So ungefähr überall gibt es weibliches/ femmes wenn es in den Medien ums Aussehen geht.

Zeigt ein Werbeplakat 2 Frauen in Minirock und Lippenstift die sich küssen, können das Lesben sein oder Frauen mit " Bineigung" um Fantasien für Heteros anzuregen oder einfach nur Freundinnen...gelten Zuneigungen zwischen Frauen ja nicht als außergewöhnlich.
Der ganze Erotikbereich spielt sowieso damit, man sieht mehr knutschende Frauenpärchen als Heteropärchen in Erotikwerbung und zunehmend sogar in normaler Werbung.
Das ist Schicksal und Glück zugleich.
Lesben die auf femme stehen haben immer was zum gucken wenn sie die alltäglichen Medien konsumieren.
Sie werden aber andererseits in diesen Medien maximal als Bi angesehen...die Fantasie der Heteros soll beflügelt werden, anstatt die der lesbischen Zuschauer.

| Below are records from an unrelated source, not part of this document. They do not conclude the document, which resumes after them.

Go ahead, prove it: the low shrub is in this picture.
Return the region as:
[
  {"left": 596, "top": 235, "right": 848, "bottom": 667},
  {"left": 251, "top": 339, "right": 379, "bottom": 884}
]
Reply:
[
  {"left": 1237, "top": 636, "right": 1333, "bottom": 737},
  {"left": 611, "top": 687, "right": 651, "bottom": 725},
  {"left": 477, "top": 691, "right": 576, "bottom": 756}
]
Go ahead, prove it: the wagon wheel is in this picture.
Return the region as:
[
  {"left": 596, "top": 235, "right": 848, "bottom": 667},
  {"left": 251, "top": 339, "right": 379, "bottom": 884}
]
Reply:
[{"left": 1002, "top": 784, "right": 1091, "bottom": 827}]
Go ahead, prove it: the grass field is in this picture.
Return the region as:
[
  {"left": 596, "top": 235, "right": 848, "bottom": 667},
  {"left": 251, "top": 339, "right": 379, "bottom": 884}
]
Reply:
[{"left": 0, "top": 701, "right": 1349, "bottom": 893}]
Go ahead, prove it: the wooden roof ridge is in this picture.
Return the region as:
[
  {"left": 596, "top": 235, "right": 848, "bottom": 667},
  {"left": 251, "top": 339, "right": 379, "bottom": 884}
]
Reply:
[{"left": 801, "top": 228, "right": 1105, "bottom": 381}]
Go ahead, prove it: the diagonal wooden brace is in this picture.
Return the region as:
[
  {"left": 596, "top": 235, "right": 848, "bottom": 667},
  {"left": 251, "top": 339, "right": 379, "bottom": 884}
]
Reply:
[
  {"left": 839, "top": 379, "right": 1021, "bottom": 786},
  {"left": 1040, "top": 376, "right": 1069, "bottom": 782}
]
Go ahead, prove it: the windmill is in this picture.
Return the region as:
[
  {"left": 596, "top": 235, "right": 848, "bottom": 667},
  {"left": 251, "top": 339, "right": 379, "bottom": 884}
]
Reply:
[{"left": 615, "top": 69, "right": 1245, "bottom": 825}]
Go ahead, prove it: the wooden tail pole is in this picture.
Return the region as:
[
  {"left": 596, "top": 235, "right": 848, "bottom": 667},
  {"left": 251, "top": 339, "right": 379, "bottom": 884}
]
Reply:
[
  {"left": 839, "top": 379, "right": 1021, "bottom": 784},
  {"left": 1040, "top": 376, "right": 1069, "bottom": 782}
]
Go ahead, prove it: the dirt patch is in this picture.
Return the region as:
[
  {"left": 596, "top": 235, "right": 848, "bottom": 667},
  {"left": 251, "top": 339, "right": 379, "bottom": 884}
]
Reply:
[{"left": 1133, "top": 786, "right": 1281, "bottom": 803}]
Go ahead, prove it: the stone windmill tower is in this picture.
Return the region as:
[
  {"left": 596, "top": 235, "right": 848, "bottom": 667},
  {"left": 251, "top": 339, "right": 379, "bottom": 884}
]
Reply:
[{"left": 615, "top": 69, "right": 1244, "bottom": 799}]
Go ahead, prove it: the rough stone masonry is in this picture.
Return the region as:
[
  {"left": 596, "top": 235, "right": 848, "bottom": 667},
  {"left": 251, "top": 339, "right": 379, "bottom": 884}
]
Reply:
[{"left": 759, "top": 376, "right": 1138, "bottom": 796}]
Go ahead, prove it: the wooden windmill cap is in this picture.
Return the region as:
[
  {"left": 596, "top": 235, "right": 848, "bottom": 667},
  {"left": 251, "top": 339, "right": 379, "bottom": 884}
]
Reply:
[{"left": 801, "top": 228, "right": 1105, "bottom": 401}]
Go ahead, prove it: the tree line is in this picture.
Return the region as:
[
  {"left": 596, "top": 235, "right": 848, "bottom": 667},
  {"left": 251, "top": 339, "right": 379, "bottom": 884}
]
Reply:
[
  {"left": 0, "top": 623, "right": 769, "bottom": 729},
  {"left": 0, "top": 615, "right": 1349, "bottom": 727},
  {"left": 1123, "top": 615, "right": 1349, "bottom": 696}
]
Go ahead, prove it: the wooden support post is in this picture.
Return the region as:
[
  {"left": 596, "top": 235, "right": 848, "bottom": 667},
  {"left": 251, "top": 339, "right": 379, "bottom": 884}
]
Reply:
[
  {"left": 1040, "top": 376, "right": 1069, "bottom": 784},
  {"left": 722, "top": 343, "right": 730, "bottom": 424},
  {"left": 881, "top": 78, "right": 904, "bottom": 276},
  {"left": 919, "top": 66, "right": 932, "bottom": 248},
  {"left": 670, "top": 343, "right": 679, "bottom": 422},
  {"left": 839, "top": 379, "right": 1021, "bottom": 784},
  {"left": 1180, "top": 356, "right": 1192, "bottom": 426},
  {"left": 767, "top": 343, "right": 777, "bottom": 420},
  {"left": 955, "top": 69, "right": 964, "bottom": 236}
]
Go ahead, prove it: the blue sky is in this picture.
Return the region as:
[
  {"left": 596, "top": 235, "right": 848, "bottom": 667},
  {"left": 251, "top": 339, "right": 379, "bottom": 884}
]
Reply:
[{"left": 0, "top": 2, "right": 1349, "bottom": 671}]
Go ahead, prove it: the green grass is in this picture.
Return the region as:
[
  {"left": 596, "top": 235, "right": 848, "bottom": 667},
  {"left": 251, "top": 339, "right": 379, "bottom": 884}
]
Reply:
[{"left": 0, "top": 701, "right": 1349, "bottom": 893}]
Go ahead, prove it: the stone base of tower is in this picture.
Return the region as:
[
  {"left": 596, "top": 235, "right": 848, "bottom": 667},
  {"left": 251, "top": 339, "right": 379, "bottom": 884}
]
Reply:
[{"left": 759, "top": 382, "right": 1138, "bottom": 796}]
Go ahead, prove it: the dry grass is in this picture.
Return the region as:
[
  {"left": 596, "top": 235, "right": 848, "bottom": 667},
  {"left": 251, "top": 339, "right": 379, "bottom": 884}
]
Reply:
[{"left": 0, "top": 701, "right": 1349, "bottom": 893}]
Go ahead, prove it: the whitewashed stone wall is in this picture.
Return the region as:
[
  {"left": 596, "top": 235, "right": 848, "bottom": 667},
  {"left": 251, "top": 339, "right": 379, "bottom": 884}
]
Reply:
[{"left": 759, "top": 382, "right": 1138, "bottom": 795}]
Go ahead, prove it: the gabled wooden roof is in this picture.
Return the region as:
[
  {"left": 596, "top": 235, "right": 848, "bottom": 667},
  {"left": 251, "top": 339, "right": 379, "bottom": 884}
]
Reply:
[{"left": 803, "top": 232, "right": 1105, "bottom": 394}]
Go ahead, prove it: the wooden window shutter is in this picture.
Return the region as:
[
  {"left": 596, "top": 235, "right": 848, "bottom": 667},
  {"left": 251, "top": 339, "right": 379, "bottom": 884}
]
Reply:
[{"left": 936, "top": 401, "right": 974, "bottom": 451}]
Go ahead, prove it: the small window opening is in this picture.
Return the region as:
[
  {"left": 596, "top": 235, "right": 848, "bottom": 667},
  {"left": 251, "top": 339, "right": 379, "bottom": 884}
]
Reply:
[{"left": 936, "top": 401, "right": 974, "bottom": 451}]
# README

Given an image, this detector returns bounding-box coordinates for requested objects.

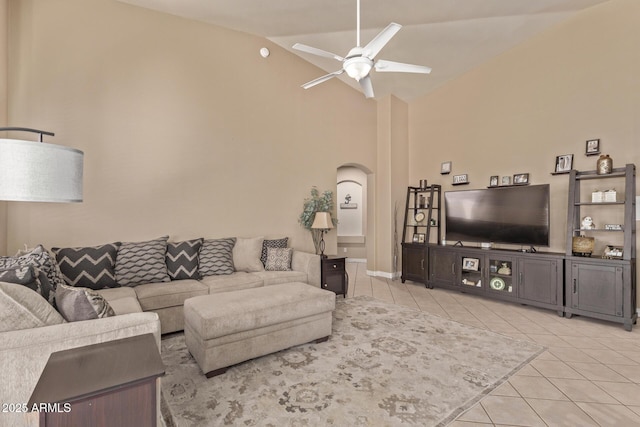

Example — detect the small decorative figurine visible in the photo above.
[498,262,511,276]
[596,154,613,175]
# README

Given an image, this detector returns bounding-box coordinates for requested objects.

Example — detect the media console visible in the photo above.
[403,244,564,316]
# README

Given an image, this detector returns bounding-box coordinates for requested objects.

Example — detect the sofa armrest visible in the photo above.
[0,313,160,426]
[291,249,320,288]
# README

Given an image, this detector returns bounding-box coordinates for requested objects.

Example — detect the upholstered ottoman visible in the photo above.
[184,282,336,378]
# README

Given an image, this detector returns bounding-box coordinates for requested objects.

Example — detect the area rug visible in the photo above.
[162,297,543,427]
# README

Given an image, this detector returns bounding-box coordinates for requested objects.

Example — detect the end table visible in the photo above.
[320,256,349,298]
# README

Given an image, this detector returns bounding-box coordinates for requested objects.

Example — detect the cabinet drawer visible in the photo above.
[322,259,344,274]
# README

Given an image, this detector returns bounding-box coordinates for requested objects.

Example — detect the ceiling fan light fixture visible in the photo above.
[344,56,373,81]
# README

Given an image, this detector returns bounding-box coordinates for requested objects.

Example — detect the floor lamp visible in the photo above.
[0,127,84,202]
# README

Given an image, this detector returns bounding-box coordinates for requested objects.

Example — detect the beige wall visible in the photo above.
[409,0,640,304]
[367,96,408,278]
[7,0,376,253]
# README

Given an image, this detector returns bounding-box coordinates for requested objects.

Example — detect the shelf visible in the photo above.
[573,228,624,233]
[487,182,529,188]
[574,202,624,206]
[576,168,626,180]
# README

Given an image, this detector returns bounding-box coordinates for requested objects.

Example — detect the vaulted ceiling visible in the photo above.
[119,0,609,101]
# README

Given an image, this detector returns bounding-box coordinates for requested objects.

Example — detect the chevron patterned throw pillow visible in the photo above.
[260,237,289,265]
[200,237,236,276]
[166,239,203,280]
[51,242,120,290]
[116,236,171,286]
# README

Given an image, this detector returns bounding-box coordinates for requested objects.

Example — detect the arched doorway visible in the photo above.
[336,164,372,263]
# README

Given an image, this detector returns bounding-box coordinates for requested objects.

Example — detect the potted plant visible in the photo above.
[298,186,338,254]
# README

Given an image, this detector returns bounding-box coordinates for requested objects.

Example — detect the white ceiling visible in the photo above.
[119,0,609,101]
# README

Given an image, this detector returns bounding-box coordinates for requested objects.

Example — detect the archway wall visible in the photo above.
[336,166,368,261]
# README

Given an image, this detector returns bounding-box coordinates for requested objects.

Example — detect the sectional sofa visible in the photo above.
[92,238,320,334]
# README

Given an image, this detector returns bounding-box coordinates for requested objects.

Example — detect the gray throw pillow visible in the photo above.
[56,285,116,322]
[0,282,64,332]
[233,237,264,273]
[264,248,293,271]
[51,242,120,289]
[200,237,236,276]
[0,265,54,304]
[116,236,171,286]
[260,237,289,265]
[166,239,203,280]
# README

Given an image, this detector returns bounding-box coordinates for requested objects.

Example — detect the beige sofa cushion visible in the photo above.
[233,237,264,273]
[253,271,307,286]
[200,271,263,294]
[0,282,65,332]
[133,279,209,311]
[96,287,142,315]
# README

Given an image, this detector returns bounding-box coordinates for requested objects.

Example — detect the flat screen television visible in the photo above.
[444,184,549,247]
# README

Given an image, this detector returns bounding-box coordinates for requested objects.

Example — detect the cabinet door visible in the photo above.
[455,251,485,292]
[429,246,458,286]
[518,257,558,304]
[322,258,346,296]
[567,261,623,316]
[402,244,428,283]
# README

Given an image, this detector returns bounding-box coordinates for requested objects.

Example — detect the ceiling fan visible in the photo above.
[293,0,431,98]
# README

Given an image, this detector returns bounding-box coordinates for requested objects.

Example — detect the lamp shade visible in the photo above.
[311,212,333,230]
[0,139,84,202]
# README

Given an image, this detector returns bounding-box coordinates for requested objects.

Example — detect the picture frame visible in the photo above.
[555,154,573,173]
[513,173,529,185]
[453,173,469,185]
[462,257,480,271]
[413,233,426,243]
[602,246,623,259]
[440,161,451,175]
[584,139,600,156]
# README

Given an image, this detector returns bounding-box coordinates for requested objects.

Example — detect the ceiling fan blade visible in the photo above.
[358,76,374,98]
[302,70,344,89]
[292,43,344,62]
[374,59,431,74]
[362,22,402,59]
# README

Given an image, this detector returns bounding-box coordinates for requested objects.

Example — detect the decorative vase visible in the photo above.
[571,236,595,257]
[498,262,511,276]
[596,154,613,175]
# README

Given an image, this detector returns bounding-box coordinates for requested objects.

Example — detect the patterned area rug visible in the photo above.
[162,297,543,427]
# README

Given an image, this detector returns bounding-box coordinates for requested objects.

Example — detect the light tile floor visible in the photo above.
[347,262,640,427]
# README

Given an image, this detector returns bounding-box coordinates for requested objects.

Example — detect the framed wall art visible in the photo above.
[440,162,451,175]
[555,154,573,173]
[513,173,529,185]
[453,173,469,185]
[413,233,426,243]
[584,139,600,156]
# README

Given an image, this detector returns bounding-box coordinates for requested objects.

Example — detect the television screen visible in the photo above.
[444,184,549,246]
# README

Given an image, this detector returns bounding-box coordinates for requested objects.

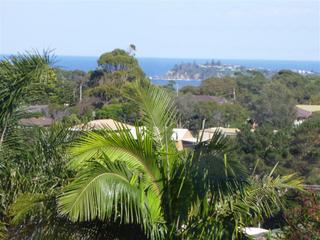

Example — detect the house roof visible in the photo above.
[71,119,134,131]
[193,95,228,104]
[296,105,320,113]
[199,127,240,141]
[19,117,54,126]
[296,107,312,119]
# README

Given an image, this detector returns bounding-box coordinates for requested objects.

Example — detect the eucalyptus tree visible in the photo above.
[58,81,300,239]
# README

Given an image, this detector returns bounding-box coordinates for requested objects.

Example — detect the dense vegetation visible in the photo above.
[0,49,320,239]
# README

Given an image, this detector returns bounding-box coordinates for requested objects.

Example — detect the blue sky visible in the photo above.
[0,0,320,61]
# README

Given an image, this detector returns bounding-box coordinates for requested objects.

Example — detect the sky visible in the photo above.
[0,0,320,61]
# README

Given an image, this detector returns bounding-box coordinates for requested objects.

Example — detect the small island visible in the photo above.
[152,60,316,81]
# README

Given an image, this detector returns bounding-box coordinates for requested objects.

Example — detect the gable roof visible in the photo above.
[199,127,240,141]
[296,104,320,113]
[19,117,54,126]
[193,95,228,104]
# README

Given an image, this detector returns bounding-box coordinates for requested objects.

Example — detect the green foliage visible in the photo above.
[283,191,320,240]
[59,81,301,239]
[176,94,249,130]
[254,82,296,128]
[200,77,236,98]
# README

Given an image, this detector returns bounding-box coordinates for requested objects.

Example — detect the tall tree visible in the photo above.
[59,82,300,239]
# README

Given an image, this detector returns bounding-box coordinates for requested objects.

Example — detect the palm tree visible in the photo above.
[0,52,53,147]
[58,81,300,239]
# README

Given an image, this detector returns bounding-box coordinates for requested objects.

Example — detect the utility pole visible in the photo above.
[79,81,83,103]
[176,83,179,97]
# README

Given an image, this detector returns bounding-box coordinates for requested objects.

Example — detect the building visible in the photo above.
[294,105,320,125]
[70,119,134,131]
[199,127,240,142]
[171,128,197,151]
[19,117,54,127]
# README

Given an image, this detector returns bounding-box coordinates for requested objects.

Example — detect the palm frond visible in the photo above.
[127,83,177,146]
[59,160,162,239]
[70,125,161,195]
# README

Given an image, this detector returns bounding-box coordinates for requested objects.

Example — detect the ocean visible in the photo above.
[0,56,320,88]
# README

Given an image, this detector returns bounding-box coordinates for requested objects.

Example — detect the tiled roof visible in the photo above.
[20,117,53,126]
[71,119,134,131]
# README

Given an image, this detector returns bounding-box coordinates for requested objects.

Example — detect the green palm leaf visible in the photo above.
[59,160,162,239]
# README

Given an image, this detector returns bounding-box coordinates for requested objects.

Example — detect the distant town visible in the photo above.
[150,60,319,81]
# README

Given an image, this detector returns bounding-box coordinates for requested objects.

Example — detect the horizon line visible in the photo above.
[0,51,320,63]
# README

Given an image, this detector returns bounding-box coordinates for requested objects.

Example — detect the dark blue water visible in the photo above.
[0,56,320,88]
[56,56,320,76]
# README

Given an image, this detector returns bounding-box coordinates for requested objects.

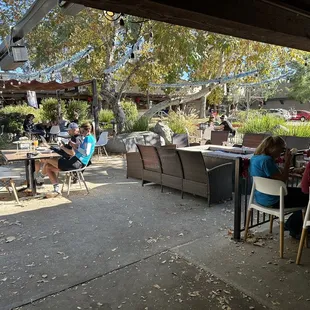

Als Schwule haben wir es nur in sofern einfacher und zugleich schwerer, als das man schon zwei Männer die händchenhalten ( was femme- Heterofrauen häufig tun und keiner denkt automatisch an lesbisch) mit schwul assoziiert.
Wir werden als Schwule zwar als schwul "erkannt" sobald wir Zuneigung zeigen, auf der anderen Seite sehen wir in den allgemeinen Medien kaum Zärtlichkeiten oder gar Erotik zwischen zwei Männern...und meist nicht mal einen schönen Mann, bei der Dominanz von Frauen auf sämtlchen Covern, Werbung und Sendungen.

Deswegen sind Schwule und oft auch queere Medien die einzigen die visuell primär auf Männer orientiert sind. Sowohl was Zärtlichkeiten, ästhetische Männer- Fotografie, als auch Erotik angeht.
Aber ist das falsch? Es gibt ja woanders wenig ( außer dem Pornobereich).
Was Berichte über Pärchen, Reisen, Kultur usw angeht, kann ich die Lesben ( ob Femme oder nicht) verstehen, dass sie präsenter sein wollen. Nur müssen sie sich dann mehr engagieren?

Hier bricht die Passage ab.